Guitarra con su nombre
o
“New Boss Guitar”, 1963
“Cookbook”, 1966
“Breezin'”, 1976
“In your eyes”, 1978
“Give me the night”, 1980
“Love walked in”, 1985
“Big Boss Band”, 1990
“Standing together”, 1998
 
 

 
     
Grande Benson, dicen sus fanáticos, y también los no tanto. De que se trata de un referente para la interpretación de la guitarra, no cabe duda. Su trayectoria habla por sí sola.

 
     

En nuestro foro se planteó, hace algunos ideas, la idea de proponer una formación ideal de banda, contando con cualquier músico de la historia. Uno de los nombres que se repitió, para hacerse cargo de la guitarra, es el de George Benson.

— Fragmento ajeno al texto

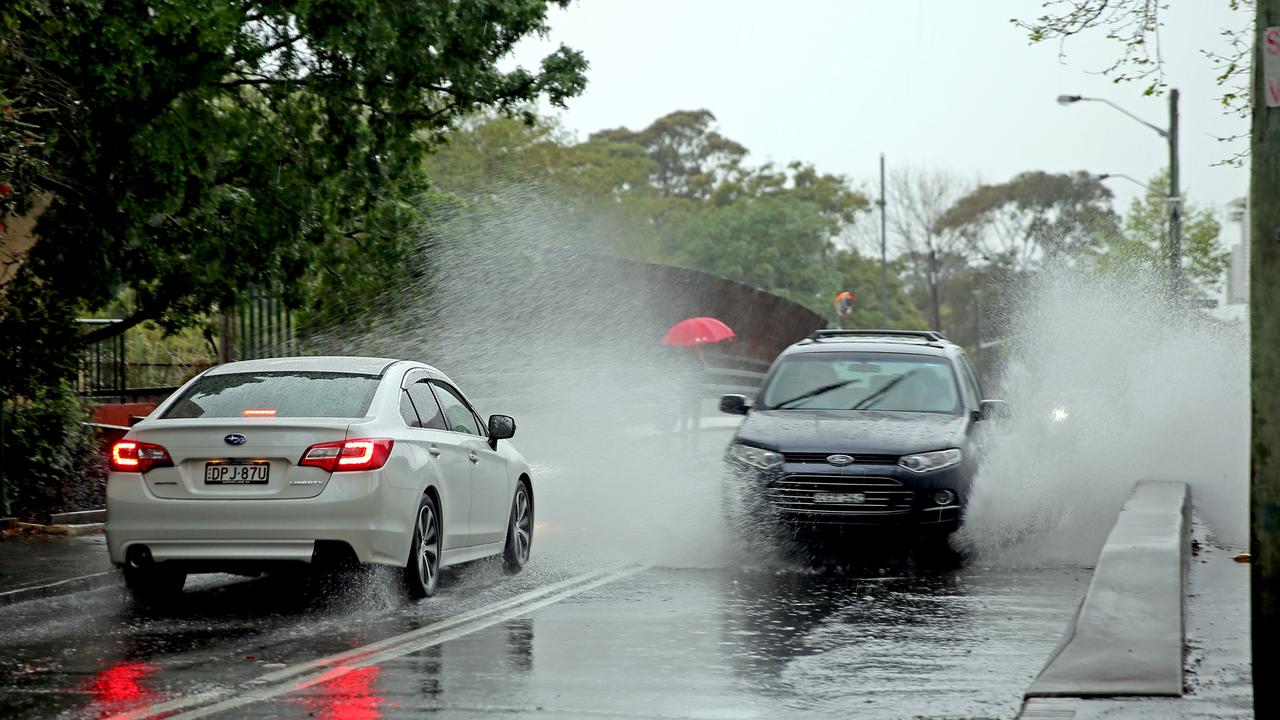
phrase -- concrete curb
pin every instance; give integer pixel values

Nacido en Pittsburgh el 22 de marzo de 1943, este moreno revolucionó la manera de tocar las seis cuerdas y no solamente en un estilo, sino en varios,

Cuenta el mito que la primera vez que Benson actuó frente a público fue a la temprana edad de ocho años. No sorprende, entonces, que a los diecinueve fuese tentado por Jack McDuff para participar en su orquesta (y empezara a escuchar a Wes Montgomery y a Grant Green). Ni que dos años después, en 1964, estuviese editando su disco debut, “The new boss guitar”.

Jazz y soul se fundían en los primeros experimentos musicales de Benson, quien era relativamente conocido, pero nunca como lo fue desde 1976. Ese fue el año en que “Breezin'” mostró su lado más “pop”, con un éxito insospechado. Aquí también se descubre como cantante, reviviendo una vieja técnica vocal jazzística, el scat, que consiste en repetir las notas de los instrumentos cantando.

Esta tendencia más “masiva”, por llamarla de alguna forma, la mantuvo la siguiente década, a través de placas como “Give me the night”(1980), considerada una de las placas de jazz más vendidas de todos los tiempos (esto, a pesar de que jazz propiamente tal, no era).

En los noventa George Benson se alejó del sonido más “pop” y decidió regresar al jazz más puro, a través de discos como “Big Boss Band” (1990) o “Love remembers” (1993). Pero en 1998, para el lanzamiento de “Standing together”, opta por su faceta más clásica. En esa época explicaba su cambio así:

“Ha sido premeditado. Pretendo llegar a una audiencia a la que le gusta el pop y que es muy amplia. Eso sí: también quiero mantener la presencia de la guitarra porque a mi público todavía le gusta verme tocar. Me encanta que aún, cuando mucha gente me considera sólo como vocalista, hay quien quiere escuchar a mi vieja guitarra”.

El apellido “fusión” le generaba contradicciones, a esas alturas:
“No me gusta demasiado. Cuando oigo ese apelativo me da la impresión de que se habla de una cosa que no tiene un centro claro o definido. Mi música sí es definida y es plenamente melódica. Quien mejor la ha definido, para mi gusto, fue quien la llamó 'r'n'b progresivo': eso encajaba muy bien con lo que tocaba a finales de los setenta. Yo diría que 'Standing together' es más como… ¿pop progresivo?.”

Queda claro que si hay algo que no le preocupa a esta verdader leyenda, son las clasificaciones. Ni los prejucios. Y es que, durante su trayectoria, Benson a demostrado que, a pesar de sus ires y venires por distintos estilos, ha logrado mantener su aura de maestro, y de seguir generando el mismo respeto de siempre. Como sólo los grandes pueden hacerlo.